E di tanti incontri: «Di tanti maestri, più che altro. A cominciare da Jannacci e Gaber e da tutta quella scuola di cabaret che a Milano hanno di fatto allevato loro». Discorso a parte per «Il» maestro Dario Fo: «Un mio amico faceva il mimo nella sua compagnia e a un certo punto mi chiese se fossi disponibile per dare una mano a Dario Fo e a Franca Rame che stavano facendo il trasloco e dovevano portare tutto il loro enorme archivio in Umbria, dove già viveva il loro figlio Jacopo». La risposta? «Ovviamente ho detto sì e sono state settimane bellissime perché ho davvero visto di tutto: ricordo che abbiamo imballato 57 scatoloni di testi, non esistevano i computer e tutto era scritto a mano o a macchina: per ogni loro spettacolo avevano il faldone con il testo originale, il faldone con i canovacci e quello con le parti che erano state tolte.

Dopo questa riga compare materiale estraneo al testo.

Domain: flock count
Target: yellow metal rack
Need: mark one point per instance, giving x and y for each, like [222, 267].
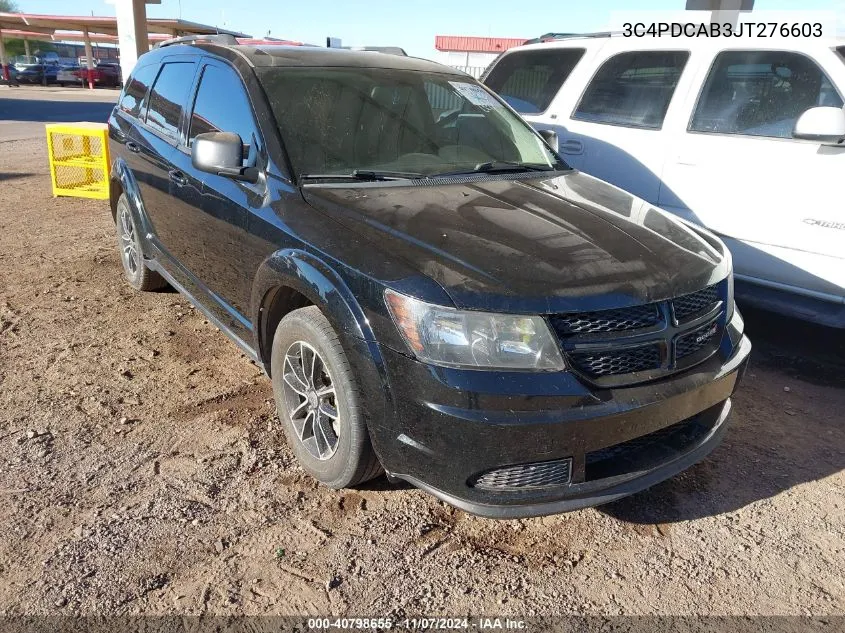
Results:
[79, 159]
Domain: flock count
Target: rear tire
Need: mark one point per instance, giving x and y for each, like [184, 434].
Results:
[135, 269]
[318, 401]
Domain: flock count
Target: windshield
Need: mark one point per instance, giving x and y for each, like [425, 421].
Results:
[349, 121]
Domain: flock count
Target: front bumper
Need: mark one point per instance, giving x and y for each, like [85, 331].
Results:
[451, 426]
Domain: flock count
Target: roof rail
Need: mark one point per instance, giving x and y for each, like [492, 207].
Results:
[553, 37]
[218, 38]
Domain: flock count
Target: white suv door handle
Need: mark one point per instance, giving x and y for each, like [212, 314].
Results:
[571, 146]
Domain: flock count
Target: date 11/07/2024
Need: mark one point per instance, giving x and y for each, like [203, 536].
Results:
[723, 29]
[418, 624]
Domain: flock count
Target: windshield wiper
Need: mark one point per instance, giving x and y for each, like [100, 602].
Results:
[494, 167]
[365, 175]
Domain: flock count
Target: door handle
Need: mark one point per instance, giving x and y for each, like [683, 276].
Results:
[178, 177]
[571, 146]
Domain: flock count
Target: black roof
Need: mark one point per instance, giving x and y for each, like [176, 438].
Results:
[310, 56]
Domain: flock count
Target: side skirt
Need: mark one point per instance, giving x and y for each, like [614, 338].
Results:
[245, 347]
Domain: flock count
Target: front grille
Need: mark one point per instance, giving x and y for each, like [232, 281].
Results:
[521, 476]
[699, 302]
[696, 340]
[645, 342]
[607, 320]
[617, 361]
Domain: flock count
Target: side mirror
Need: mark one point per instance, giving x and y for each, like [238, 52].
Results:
[221, 153]
[825, 125]
[550, 136]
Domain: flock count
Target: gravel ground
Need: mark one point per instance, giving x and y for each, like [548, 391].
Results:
[142, 470]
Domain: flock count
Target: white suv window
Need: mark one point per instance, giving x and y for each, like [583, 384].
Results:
[529, 80]
[761, 93]
[633, 89]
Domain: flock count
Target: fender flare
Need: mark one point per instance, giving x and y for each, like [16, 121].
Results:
[318, 282]
[322, 286]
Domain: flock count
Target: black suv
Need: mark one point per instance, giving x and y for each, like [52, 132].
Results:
[432, 290]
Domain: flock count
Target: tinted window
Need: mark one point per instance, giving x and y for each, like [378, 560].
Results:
[168, 95]
[761, 93]
[232, 114]
[335, 120]
[442, 100]
[633, 89]
[137, 88]
[529, 80]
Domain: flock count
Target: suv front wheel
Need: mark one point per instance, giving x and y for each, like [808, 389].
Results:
[135, 270]
[318, 401]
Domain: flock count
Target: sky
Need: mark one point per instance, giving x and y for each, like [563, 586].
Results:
[407, 23]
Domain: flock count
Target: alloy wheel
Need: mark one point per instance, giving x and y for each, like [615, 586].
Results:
[128, 247]
[311, 400]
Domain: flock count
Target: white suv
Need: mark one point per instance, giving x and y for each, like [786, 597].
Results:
[745, 137]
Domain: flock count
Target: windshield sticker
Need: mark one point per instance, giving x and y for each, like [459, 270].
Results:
[476, 95]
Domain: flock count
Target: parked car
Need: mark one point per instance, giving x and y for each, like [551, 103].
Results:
[431, 289]
[742, 136]
[34, 73]
[68, 75]
[103, 74]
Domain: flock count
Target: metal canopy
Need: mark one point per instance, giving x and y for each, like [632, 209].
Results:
[48, 24]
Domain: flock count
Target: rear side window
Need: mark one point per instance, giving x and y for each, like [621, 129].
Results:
[232, 114]
[168, 96]
[633, 89]
[136, 90]
[529, 80]
[761, 93]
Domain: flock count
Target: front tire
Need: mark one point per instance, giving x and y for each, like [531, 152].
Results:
[135, 269]
[318, 401]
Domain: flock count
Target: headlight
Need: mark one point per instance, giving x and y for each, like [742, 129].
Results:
[461, 338]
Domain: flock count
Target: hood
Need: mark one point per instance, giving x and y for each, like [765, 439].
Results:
[529, 244]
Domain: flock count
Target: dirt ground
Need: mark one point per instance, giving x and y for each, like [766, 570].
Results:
[142, 470]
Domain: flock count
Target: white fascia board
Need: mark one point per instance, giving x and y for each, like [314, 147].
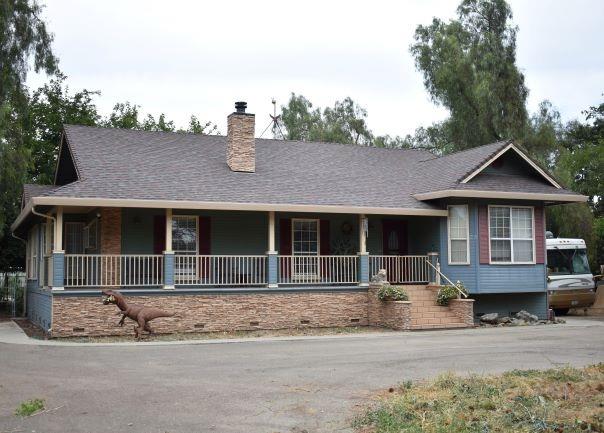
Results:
[181, 204]
[471, 193]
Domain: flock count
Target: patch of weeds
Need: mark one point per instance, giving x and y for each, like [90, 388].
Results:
[558, 400]
[29, 407]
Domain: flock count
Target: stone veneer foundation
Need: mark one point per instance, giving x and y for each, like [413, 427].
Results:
[83, 314]
[87, 316]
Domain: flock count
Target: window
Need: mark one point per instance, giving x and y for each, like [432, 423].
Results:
[305, 242]
[567, 262]
[184, 234]
[459, 229]
[511, 234]
[305, 237]
[90, 235]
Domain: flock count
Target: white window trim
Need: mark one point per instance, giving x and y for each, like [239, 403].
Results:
[196, 234]
[511, 239]
[467, 262]
[318, 221]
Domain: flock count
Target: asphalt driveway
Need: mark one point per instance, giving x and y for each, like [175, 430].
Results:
[261, 386]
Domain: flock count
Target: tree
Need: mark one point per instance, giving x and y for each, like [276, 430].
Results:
[583, 156]
[24, 40]
[50, 107]
[345, 122]
[469, 67]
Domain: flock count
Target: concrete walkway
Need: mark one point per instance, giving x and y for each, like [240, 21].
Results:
[269, 385]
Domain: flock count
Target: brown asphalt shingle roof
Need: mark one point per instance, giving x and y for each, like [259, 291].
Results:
[127, 164]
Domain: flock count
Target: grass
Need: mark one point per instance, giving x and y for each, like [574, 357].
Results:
[562, 400]
[29, 407]
[230, 334]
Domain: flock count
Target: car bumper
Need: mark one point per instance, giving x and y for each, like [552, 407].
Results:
[572, 298]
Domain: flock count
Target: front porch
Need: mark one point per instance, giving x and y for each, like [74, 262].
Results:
[164, 249]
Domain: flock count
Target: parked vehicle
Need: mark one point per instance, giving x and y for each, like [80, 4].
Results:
[570, 283]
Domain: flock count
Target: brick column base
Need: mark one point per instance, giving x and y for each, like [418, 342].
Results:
[464, 309]
[389, 314]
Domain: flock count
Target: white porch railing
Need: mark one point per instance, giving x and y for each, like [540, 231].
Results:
[401, 269]
[318, 270]
[113, 270]
[213, 270]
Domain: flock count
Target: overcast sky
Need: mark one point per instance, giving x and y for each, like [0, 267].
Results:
[191, 57]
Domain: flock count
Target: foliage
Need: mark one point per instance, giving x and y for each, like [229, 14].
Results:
[564, 399]
[29, 407]
[345, 122]
[392, 293]
[583, 156]
[448, 292]
[469, 67]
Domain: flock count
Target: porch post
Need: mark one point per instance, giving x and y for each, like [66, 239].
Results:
[433, 259]
[169, 258]
[58, 254]
[272, 259]
[363, 254]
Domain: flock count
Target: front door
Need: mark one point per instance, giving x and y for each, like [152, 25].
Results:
[394, 237]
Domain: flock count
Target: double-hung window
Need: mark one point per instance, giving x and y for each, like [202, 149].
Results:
[185, 242]
[511, 234]
[459, 231]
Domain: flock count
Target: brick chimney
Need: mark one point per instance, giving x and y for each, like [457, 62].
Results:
[241, 148]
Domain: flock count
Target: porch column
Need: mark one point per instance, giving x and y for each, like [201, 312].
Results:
[169, 258]
[363, 254]
[433, 259]
[48, 253]
[58, 254]
[272, 259]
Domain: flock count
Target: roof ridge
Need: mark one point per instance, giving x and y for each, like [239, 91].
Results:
[184, 133]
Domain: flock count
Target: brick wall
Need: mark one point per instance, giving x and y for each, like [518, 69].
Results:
[389, 314]
[87, 316]
[464, 310]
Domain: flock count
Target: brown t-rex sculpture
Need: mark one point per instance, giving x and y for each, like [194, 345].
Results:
[139, 313]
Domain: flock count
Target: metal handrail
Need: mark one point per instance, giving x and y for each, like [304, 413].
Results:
[437, 269]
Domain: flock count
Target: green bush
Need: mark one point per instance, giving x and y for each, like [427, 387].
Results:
[392, 293]
[29, 407]
[448, 292]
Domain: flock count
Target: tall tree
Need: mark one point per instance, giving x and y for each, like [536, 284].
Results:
[24, 40]
[469, 67]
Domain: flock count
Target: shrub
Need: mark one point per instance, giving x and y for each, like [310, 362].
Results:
[29, 407]
[448, 292]
[392, 293]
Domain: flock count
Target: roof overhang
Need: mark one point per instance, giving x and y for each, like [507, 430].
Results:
[215, 205]
[523, 155]
[472, 193]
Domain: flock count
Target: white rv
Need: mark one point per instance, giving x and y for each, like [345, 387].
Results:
[570, 283]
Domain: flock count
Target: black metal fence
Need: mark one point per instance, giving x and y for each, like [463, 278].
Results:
[12, 290]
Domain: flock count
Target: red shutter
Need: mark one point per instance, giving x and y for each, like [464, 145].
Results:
[285, 237]
[159, 234]
[285, 246]
[539, 234]
[325, 239]
[483, 234]
[205, 235]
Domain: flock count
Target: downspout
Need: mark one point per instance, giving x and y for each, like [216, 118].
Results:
[25, 288]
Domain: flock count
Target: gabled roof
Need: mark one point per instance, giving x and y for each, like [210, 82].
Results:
[465, 174]
[129, 168]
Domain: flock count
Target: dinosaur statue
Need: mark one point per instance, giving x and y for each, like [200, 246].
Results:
[139, 313]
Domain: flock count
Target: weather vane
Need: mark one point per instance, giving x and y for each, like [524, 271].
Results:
[275, 123]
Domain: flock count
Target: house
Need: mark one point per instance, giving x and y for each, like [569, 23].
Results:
[238, 232]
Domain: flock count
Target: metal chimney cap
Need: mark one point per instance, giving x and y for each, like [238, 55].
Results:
[240, 106]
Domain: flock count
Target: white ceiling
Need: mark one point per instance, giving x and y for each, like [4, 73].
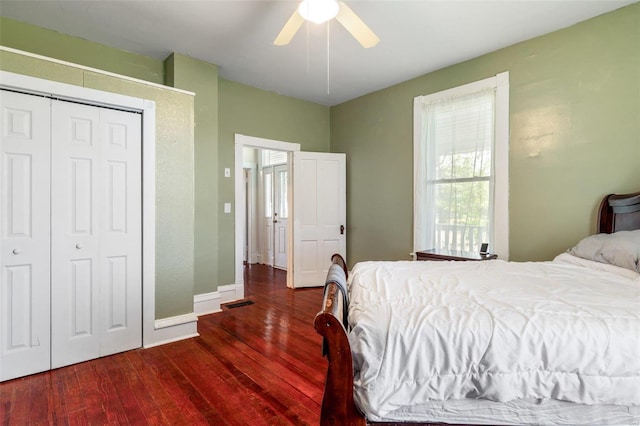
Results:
[417, 36]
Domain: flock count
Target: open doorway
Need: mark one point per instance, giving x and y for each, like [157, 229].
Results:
[266, 205]
[247, 218]
[316, 181]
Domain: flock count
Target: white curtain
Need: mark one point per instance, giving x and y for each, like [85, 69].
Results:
[454, 175]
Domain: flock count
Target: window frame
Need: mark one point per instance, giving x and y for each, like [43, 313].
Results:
[500, 83]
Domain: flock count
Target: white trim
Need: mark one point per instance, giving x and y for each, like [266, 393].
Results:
[94, 70]
[501, 158]
[206, 303]
[209, 303]
[501, 152]
[150, 337]
[174, 321]
[253, 142]
[173, 329]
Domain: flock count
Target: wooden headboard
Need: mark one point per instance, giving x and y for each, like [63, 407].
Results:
[619, 213]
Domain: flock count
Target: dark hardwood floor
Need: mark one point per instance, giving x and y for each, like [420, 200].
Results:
[258, 364]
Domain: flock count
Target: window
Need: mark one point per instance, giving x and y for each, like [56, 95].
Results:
[461, 167]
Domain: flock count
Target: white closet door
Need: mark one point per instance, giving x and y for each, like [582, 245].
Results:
[24, 246]
[121, 233]
[96, 236]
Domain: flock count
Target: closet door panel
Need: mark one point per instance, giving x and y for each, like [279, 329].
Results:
[121, 232]
[25, 235]
[75, 259]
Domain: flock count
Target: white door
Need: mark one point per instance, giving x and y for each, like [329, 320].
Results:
[24, 244]
[96, 238]
[280, 215]
[319, 200]
[267, 217]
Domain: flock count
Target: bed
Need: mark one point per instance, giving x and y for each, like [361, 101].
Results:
[490, 342]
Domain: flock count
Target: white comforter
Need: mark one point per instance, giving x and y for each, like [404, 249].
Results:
[425, 331]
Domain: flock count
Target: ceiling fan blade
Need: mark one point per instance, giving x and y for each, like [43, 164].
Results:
[289, 30]
[356, 26]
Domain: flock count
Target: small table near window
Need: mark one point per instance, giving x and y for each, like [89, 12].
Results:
[435, 254]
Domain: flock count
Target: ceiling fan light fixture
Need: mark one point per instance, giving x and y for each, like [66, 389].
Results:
[318, 11]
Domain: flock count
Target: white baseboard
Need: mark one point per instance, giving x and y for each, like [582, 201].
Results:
[172, 329]
[209, 303]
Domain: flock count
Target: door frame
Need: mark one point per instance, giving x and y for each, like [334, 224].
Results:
[37, 86]
[260, 143]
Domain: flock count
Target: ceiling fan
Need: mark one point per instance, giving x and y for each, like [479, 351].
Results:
[320, 11]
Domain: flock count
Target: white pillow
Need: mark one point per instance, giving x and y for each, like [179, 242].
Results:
[620, 249]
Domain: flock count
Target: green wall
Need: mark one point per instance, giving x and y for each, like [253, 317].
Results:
[79, 51]
[202, 78]
[195, 256]
[574, 137]
[174, 172]
[253, 112]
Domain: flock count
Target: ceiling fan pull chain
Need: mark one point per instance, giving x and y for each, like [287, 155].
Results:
[328, 44]
[308, 54]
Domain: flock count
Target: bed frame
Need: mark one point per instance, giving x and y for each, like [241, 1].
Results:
[616, 213]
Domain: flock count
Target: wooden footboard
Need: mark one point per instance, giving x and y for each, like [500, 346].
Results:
[338, 406]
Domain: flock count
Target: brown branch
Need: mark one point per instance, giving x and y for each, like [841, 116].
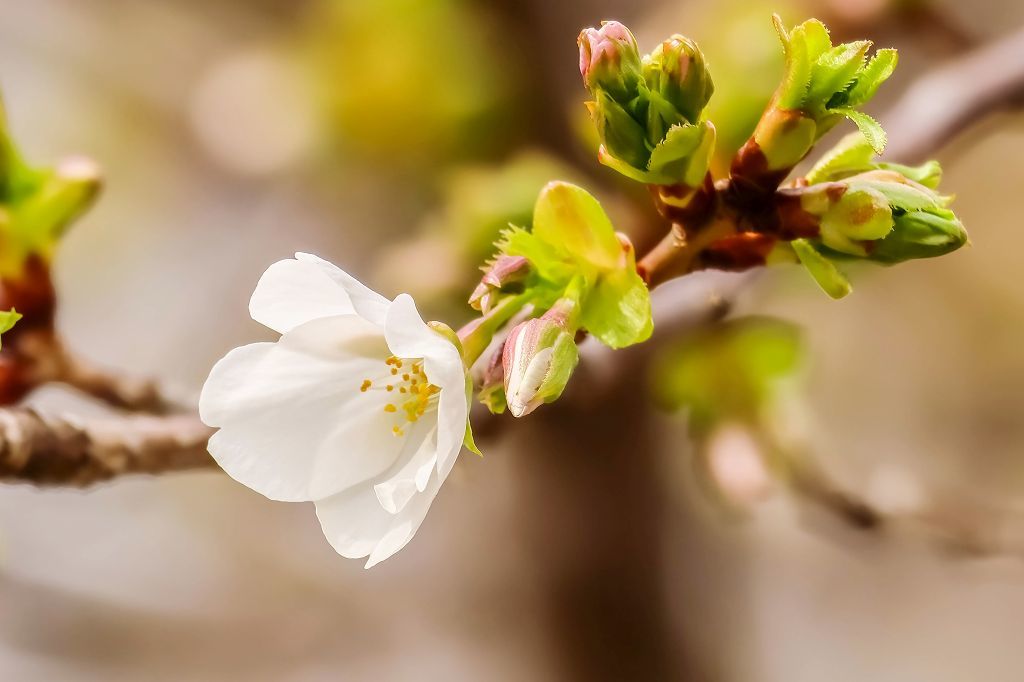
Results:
[49, 451]
[124, 392]
[35, 357]
[954, 97]
[969, 528]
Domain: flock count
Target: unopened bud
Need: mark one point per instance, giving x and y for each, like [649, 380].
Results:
[677, 72]
[849, 215]
[502, 276]
[492, 382]
[921, 235]
[539, 357]
[609, 59]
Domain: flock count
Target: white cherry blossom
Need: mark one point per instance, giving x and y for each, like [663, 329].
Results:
[359, 407]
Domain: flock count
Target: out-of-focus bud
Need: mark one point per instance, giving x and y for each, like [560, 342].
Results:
[921, 235]
[677, 73]
[34, 221]
[503, 275]
[539, 357]
[609, 59]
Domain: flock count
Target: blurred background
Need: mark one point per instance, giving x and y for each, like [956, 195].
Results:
[394, 137]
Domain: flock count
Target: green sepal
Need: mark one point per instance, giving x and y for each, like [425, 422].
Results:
[821, 269]
[860, 214]
[620, 132]
[921, 235]
[7, 321]
[468, 441]
[835, 70]
[869, 128]
[853, 155]
[877, 72]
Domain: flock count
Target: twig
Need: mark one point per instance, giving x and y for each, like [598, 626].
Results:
[48, 451]
[970, 528]
[945, 102]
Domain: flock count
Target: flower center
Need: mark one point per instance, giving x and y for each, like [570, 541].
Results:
[412, 394]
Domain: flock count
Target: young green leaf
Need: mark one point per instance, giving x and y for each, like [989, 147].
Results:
[869, 128]
[871, 76]
[7, 321]
[823, 270]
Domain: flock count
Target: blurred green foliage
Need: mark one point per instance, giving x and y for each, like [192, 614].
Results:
[408, 83]
[729, 372]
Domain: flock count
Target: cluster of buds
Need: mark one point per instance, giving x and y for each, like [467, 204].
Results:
[858, 208]
[647, 110]
[823, 84]
[569, 273]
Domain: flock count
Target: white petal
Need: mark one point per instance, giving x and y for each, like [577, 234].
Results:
[356, 525]
[292, 292]
[367, 302]
[409, 336]
[411, 472]
[294, 425]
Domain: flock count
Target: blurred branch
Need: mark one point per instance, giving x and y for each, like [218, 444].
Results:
[980, 83]
[47, 359]
[968, 528]
[48, 451]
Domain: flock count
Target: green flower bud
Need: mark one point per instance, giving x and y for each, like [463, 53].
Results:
[921, 235]
[621, 135]
[848, 215]
[679, 83]
[647, 113]
[609, 59]
[504, 274]
[539, 357]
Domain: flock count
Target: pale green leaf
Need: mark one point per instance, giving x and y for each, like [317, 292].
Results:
[569, 219]
[617, 310]
[871, 76]
[7, 320]
[823, 270]
[869, 128]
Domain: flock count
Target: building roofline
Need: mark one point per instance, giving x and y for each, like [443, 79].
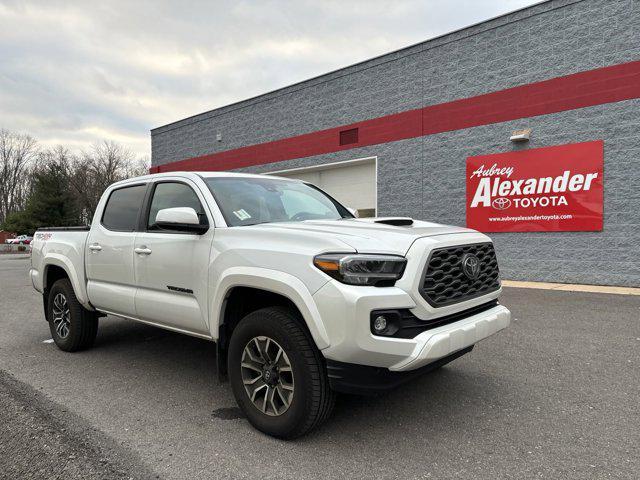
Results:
[241, 103]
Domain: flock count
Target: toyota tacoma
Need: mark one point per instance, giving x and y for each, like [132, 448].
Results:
[302, 299]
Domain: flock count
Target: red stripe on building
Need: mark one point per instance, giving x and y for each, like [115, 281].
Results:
[579, 90]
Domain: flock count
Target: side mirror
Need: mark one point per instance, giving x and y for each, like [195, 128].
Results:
[180, 219]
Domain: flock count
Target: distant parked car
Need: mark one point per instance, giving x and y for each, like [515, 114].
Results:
[20, 240]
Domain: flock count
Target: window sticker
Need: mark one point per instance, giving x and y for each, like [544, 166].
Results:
[242, 214]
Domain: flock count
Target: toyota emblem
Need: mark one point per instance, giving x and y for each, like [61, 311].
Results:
[470, 265]
[501, 203]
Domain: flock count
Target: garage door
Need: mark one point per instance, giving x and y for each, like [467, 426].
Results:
[352, 184]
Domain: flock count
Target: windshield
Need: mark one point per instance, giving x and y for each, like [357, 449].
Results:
[250, 200]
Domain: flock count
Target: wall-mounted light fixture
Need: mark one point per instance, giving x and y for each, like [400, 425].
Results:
[520, 135]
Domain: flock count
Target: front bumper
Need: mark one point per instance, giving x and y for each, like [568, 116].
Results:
[346, 310]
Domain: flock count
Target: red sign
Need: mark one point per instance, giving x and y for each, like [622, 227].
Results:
[547, 189]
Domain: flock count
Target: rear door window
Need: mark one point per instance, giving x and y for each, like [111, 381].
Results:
[123, 207]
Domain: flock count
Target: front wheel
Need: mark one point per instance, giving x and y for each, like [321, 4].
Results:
[278, 375]
[72, 326]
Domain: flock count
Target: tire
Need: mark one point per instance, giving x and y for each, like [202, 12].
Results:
[305, 386]
[81, 325]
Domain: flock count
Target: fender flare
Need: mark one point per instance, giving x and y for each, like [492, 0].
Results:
[273, 281]
[64, 263]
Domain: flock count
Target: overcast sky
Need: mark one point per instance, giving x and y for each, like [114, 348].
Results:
[78, 72]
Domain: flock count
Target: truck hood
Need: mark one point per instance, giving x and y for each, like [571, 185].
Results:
[367, 235]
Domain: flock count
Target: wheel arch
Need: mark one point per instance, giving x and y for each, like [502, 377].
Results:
[56, 267]
[243, 290]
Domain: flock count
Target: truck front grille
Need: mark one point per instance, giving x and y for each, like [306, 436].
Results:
[445, 281]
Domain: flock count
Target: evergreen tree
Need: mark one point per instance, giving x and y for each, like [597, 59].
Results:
[51, 203]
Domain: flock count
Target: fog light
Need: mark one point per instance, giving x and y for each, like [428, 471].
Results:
[380, 324]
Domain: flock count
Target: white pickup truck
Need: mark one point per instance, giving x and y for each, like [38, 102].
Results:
[302, 299]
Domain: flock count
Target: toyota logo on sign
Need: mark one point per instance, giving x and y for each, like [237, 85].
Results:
[501, 203]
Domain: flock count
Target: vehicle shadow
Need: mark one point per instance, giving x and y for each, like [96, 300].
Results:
[187, 365]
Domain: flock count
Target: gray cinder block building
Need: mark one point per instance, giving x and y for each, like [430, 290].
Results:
[391, 136]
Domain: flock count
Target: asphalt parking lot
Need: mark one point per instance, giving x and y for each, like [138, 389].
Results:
[554, 396]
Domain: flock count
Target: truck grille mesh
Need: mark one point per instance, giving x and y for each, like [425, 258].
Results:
[446, 283]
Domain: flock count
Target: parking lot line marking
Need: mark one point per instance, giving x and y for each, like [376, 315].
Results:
[568, 287]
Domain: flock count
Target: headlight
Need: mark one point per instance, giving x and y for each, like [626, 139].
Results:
[356, 269]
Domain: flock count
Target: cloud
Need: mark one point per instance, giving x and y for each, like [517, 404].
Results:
[78, 72]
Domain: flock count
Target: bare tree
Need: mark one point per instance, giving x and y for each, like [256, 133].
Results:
[16, 154]
[94, 170]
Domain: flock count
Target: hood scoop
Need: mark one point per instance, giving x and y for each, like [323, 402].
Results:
[395, 221]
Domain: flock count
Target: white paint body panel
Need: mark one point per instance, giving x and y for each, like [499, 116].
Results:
[276, 257]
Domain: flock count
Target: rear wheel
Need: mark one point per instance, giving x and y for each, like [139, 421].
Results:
[72, 326]
[278, 375]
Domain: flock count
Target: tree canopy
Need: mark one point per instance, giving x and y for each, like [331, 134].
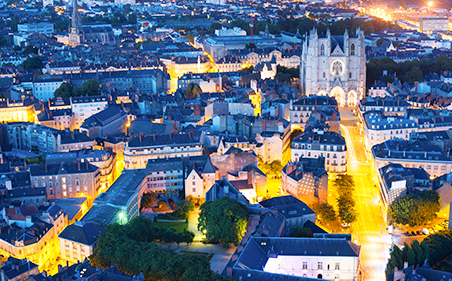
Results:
[345, 186]
[193, 90]
[223, 220]
[33, 63]
[414, 254]
[415, 209]
[131, 247]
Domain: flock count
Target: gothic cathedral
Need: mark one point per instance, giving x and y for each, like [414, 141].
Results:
[334, 66]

E poi in soffitta abbiamo svuotato tantissimi cassetti, tipo quelli da architetto e da lì saltarono fuori decine e decine di disegni di Fo, una produzione vastissima, inimmaginabile. Vedendo tutto quel materiale, tutta quell’arte mi sono chiesto quante ore di lavoro c’erano dietro: ma in effetti erano altri tempi, mica si perdevano ore a scrollare il cellulare…».
Ma torniamo ai benefici della risata. Il dato da cui siamo partiti, le 400 risate al giorno che poi diventano solo 4, arriva da una ricerca di Gallup che nel 2013 aveva sondato 1,4 milioni di persone in 166 Paesi verificando, appunto, che l’ingresso nel mondo del lavoro corrisponde al crollo dello spazio risate. Di qui l’idea di un libro che sia anche un po’ manuale su come cambiare questa rotta, nell’interesse di tutti. E se un collega vi dice che non ride perché non ha il senso dell’umorismo, fermatelo: «Lo abbiamo tutti, ma va allenato perché è come un muscolo. Spesso, anzi, lo abbiamo ma lo teniamo nascosto o represso», insistono Alemanno e Lanzoni all’unisono.
Resta solo da capire un’ultima cosa: due persone che ci invitano a ridere anche sul posto di lavoro, quando sono al lavoro ridono sempre? «Risponde Fania Alemanno: «Ridiamo molto, certo, ma litighiamo anche. Però il conflitto per noi è sempre creativo». Conferma Lanzoni: «Alla fine sei sempre tu a decidere come risolvi il conflitto: puoi tenere il broncio oppure, come facciamo noi», abbracciarsi».